Il Lago Trasimeno sta affrontando una crisi idrica che desta grande allarme: troppo basso il livello dell'acqua, la navigazione è difficile e l'ecosistema e l'economia lacustri rischiano danni importanti. Un'emergenza rispetto alla quale il consigliere regionale della Lega, Enrico Melasecche intende chiedere chiarimenti alla Giunta regionale, soprattutto sulla questione Montedoglio.
"Mentre il livello del Lago Trasimeno continua a diminuire e si avvicina a valori che potrebbero persino superare in negativo quelli registrati nel 2003, la Giunta regionale non fa che produrre annunci e operazioni di facciata per esorcizzare il dramma del blocco della navigazione, a cominciare dai collegamenti con Isola Polvese" così esordisce il consigliere leghista annunciando l'interrogazione.

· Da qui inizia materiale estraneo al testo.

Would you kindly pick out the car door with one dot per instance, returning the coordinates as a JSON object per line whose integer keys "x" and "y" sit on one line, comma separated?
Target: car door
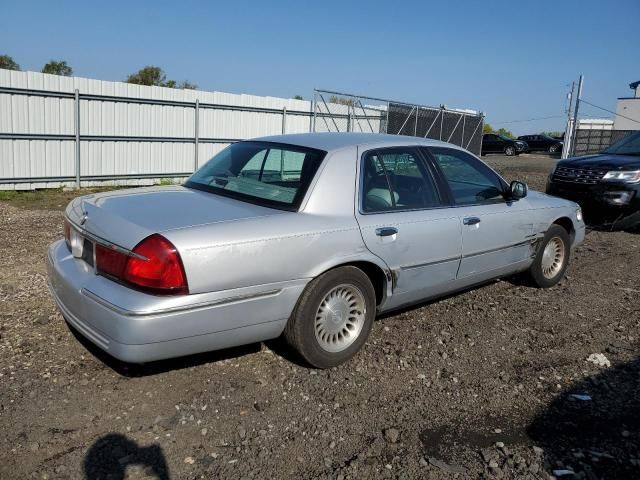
{"x": 402, "y": 221}
{"x": 496, "y": 233}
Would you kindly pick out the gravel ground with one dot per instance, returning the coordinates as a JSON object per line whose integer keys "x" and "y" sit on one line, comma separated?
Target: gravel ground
{"x": 491, "y": 383}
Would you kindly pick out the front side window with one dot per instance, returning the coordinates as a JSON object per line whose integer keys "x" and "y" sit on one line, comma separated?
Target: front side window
{"x": 272, "y": 174}
{"x": 396, "y": 180}
{"x": 470, "y": 180}
{"x": 627, "y": 146}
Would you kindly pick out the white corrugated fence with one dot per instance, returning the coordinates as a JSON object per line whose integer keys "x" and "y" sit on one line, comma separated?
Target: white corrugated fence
{"x": 128, "y": 134}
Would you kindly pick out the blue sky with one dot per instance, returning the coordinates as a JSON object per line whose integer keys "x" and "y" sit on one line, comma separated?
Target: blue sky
{"x": 510, "y": 59}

Nel mirino c'è l'immissione degli 800 litri d'acqua al secondo da Montedoglio, promessi dall'assessora Simona Meloni e mai arrivati, sostiene Melasecche, evidenziando come la stessa Meloni avrebbe "alzato bandiera bianca, incapace di far affluire quel flusso neanche nell’inverno 2026/2027".
Il tempo però stringe e "da qui all’autunno 2026 non c’è un giorno da perdere - prosegue il consigliere di opposizione -. Alla data odierna il lago registra quasi -165 centimetri rispetto allo zero idrometrico, circa 20 cm in meno dell’anno passato, ma le previsioni indicano che a settembre potrebbe arrivare fino a -180 centimetri e oltre. Numeri che dovrebbero imporre alla Regione un’azione straordinaria, urgente, in assoluta emergenza" incalza.
La situazione dipinta da Melasecche è critica, molte darsene, scrive nella nota, "risultano totalmente o parzialmente impraticabili a causa dell’interramento e dell’accumulo di sedimenti e a pagare il prezzo di questa situazione sono pescatori, operatori turistici, attività economiche e cittadini, ma anche l’Umbria nel suo complesso". In particolare, fa notare l'esponente leghista, all'appello manca la realizzazione del filtro che consentirebbe l'afflusso auspicato ma che rischia di restare ancora in stand-by poiché "ad oggi non sono certe né le risorse stanziate né le tempistiche di realizzazione delle opere".
Da quanto asserito dal consigliere, la Giunta si starebbe concentrando su altri interventi come quelli nel Fosso del Maranzano "i cui lavori sono avviati dalla precedente Amministrazione regionale di centrodestra" precisa. "Bene che l’opera sia stata conclusa, ma si tratta di bruscolini rispetto al problema dei problemi".
Tornando al Trasimeno, Melasecche chiede anche conto della cifra che viene corrisposta annualmente alla Regione Toscana "per il rigagnolo d’acqua che si innesta nel Trasimeno in prossimità di Tuoro. Qualcuno adombra la notizia che dovremo pagare anche l’acqua del Tevere che verrà da Montedoglio tramite il Paganico, il che sarebbe una follia, come se noi pretendessimo di far pagare a Roma ogni litro di acqua del Tevere che le mandiamo".
La questione è complessa e molto stratificata. Sulle darsene, dice ancora Melasecche, non c'è traccia degli interventi annunciati San Feliciano e a Sant’Arcangelo "perché i lavori non sono ancora partiti, nonostante le date previste dall’Unione dei Comuni del Trasimeno prevedessero l’inizio dei cantieri al 31 maggio scorso".
"Con l’interrogazione presentata in Consiglio regionale - precisa - chiedo alla Giunta risposte precise, date certe e impegni verificabili. Il Trasimeno non ha bisogno di slogan né propaganda, ma di opere, risorse e programmazione. E soprattutto ha bisogno che qualcuno inizi finalmente a governare il problema con concretezza, non con le chiacchiere, prima che sia troppo tardi".
Infine, c'è il problema dei chironomidi, i fastidiosi insetti che "stanno aumentando per intensità, causando disagi sia ai turisti che agli operatori. Auspico che - conclude Melasecche -, ancor prima della prossima seduta d’Aula, durante la quale discuterò la mia interrogazione sul Trasimeno, la Giunta mostri un briciolo di buonsenso rispondendo a tutti i troppi interrogativi in sospeso".